Depois que se recostou, disse ele: - Bem, senhores! Vós me pareceis em plena sobriedade. É o que não se deve permitir entre vós, mas beber; pois foi o que foi combinado entre nós. Como chefe então da bebedeira, até que tiverdes suficientemente bebido, eu me elejo a mim mesmo. Eia, Agatão, que a tragam logo, se houver aí alguma grande taça. Melhor ainda, não há nenhuma precisão: vamos, servo, traze-me aquele porta-gelo! exclamou ele, quando viu um com capacidade de mais de oito “cótilas”. Depois de enchê-lo, primeiro ele bebeu, depois mandou Sócrates entornar, ao mesmo tempo que dizia: - Para Sócrates, senhores, meu ardil não é nada: quanto se lhe mandar, tanto ele beberá, sem que por isso jamais se embriague.

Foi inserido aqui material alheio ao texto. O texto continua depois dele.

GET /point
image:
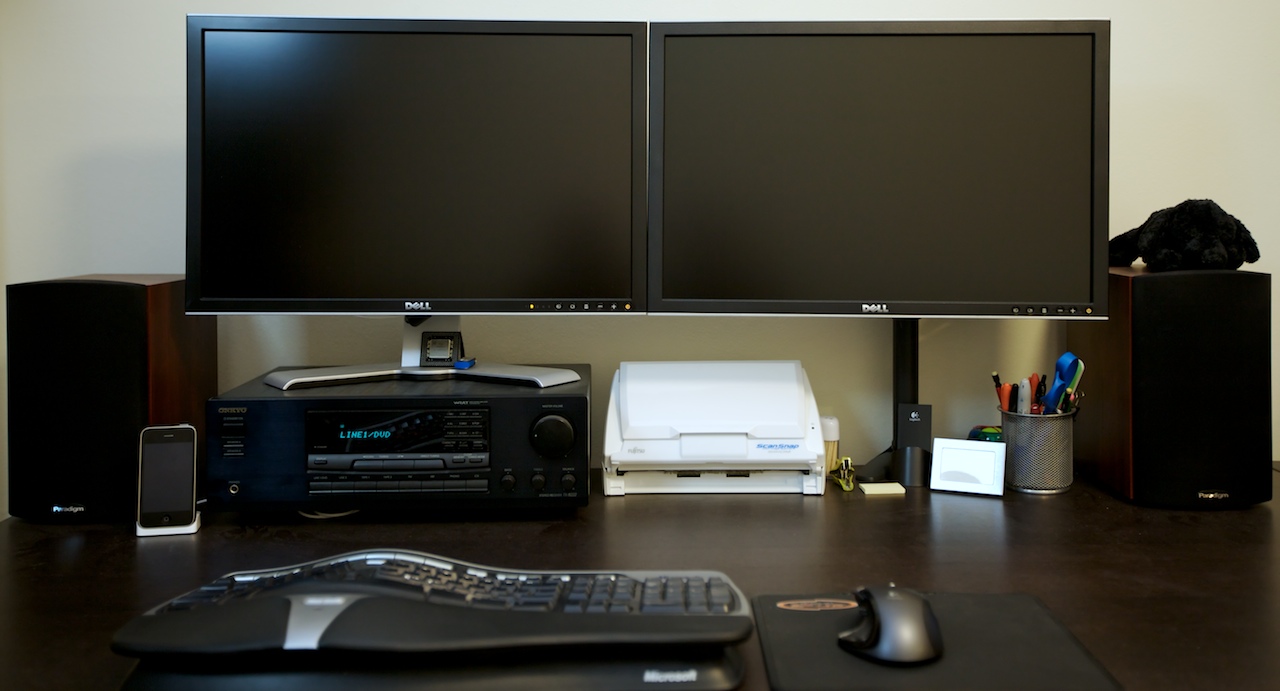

Sócrates então, tendo-lhe entornado o servo, pôs-se a beber; mas eis que Erixímaco exclama: - Que é então que fazemos, Alcibíades? Assim nem dizemos nada nem cantamos de taça à mão, mas simplesmente iremos beber, como os que têm sede?
Alcibíades então exclamou: Excelente filho de um excelente e sapientíssimo pai, salve!
- Também tu, salve! - respondeu-lhe Erixímaco; - mas que deve¬mos fazer?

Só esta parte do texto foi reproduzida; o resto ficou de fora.